In the islands, Argentine forces did their best to jam transmissions and even confiscated radios. But the reports usually got through. Legislative Assembly Chair Leona Roberts explained their significance: “Your reports were eagerly anticipated favourites. We are aware that you faced death threats while in Argentina. We are also aware of the huge number of journalists who were murdered during the six years of the military dictatorship. It is amazing that you chose to maintain your journalist duties in the midst of the corruption and carnage of that society.”

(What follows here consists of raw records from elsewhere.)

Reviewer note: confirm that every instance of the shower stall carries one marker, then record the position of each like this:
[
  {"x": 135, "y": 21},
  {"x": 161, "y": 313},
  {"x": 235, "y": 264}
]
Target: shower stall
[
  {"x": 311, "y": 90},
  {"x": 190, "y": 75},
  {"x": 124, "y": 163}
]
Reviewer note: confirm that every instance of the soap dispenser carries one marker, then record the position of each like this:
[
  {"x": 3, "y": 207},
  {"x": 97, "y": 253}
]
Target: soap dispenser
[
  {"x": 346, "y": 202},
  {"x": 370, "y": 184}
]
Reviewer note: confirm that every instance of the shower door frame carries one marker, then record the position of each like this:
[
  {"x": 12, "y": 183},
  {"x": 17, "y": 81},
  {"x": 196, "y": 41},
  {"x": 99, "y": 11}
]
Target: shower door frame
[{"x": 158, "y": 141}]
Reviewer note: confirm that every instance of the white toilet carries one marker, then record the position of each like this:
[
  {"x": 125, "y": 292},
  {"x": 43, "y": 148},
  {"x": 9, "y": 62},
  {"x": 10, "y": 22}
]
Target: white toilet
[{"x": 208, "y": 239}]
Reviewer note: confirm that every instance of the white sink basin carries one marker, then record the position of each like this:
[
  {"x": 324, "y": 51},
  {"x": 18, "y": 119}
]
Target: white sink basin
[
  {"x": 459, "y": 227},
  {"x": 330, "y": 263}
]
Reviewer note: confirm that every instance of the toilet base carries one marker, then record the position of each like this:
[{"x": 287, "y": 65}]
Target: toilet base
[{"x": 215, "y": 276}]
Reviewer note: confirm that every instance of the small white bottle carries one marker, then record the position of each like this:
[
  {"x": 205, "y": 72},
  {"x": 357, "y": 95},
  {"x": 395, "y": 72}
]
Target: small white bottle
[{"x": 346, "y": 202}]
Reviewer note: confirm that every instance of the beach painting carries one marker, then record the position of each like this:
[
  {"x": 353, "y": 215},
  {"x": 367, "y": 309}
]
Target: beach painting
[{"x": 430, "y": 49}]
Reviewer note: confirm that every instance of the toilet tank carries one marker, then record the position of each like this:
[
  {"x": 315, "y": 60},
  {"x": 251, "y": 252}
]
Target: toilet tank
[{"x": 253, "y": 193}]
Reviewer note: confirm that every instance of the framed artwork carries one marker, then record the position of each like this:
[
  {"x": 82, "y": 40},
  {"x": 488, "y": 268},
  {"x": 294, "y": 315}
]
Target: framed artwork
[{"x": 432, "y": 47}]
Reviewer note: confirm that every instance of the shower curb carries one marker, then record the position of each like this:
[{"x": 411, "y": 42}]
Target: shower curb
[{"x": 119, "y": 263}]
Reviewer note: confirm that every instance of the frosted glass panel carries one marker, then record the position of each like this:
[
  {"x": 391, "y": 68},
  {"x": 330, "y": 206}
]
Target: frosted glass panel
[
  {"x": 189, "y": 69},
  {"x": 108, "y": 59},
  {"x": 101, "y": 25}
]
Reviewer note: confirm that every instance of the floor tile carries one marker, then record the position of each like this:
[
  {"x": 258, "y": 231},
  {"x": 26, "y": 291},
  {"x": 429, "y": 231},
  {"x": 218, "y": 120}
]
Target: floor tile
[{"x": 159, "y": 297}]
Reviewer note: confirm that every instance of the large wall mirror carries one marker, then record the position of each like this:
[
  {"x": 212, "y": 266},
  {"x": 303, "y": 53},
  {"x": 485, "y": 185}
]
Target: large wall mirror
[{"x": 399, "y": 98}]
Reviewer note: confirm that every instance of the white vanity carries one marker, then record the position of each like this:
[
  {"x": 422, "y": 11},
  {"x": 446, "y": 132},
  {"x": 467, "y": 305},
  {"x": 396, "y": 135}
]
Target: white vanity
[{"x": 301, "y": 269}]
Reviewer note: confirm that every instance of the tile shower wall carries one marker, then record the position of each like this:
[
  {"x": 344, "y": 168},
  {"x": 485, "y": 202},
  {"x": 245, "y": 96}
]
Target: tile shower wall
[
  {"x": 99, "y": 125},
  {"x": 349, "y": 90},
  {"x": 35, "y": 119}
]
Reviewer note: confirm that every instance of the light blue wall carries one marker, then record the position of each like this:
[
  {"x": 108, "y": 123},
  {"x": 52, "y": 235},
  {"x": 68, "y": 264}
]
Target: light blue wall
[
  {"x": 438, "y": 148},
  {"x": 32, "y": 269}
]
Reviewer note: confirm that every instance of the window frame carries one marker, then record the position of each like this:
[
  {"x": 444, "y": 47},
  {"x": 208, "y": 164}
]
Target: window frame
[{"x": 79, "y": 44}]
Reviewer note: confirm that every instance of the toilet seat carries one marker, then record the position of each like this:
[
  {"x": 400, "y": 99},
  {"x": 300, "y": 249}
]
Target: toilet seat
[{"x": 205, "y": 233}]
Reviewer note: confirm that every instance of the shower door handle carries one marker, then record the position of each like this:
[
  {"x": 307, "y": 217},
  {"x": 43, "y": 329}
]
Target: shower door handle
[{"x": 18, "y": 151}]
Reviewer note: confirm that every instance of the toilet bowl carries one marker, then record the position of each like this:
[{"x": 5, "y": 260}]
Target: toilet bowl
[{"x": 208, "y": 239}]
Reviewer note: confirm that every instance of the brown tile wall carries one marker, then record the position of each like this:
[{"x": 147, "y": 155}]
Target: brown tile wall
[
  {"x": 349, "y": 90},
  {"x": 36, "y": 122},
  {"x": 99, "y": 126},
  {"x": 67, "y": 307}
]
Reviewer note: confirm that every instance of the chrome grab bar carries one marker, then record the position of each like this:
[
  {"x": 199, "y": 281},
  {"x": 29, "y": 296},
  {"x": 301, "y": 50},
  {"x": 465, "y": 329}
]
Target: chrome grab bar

Harold Briley was born in Liverpool but spent his formative years in the Isle of Man, where he met his wife Norah. After working as a local reporter covering Manx Parliamentary affairs, he moved to the Liverpool Post and Echo. He was recruited by the BBC in 1960. After various World Service postings, he became Latin America correspondent in 1979, remaining in that post to 1983. Harold retired in 1990 and settled in Battle, East Sussex, where he and Norah still live.

Responding to news of his honour, Harold said: I am delighted by the Falklands’ tribute, in acknowledgement of my 1982 broadcasts which Islanders told me gave them hope, comfort and accurate information.
“I am pleased to be associated with something that will benefit the welfare and fitness of Islanders, among whom I cherish many friendships. I have always been impressed by Falklands children for their refreshing and optimistic outlook on life. So I hope they will enjoy using the park.”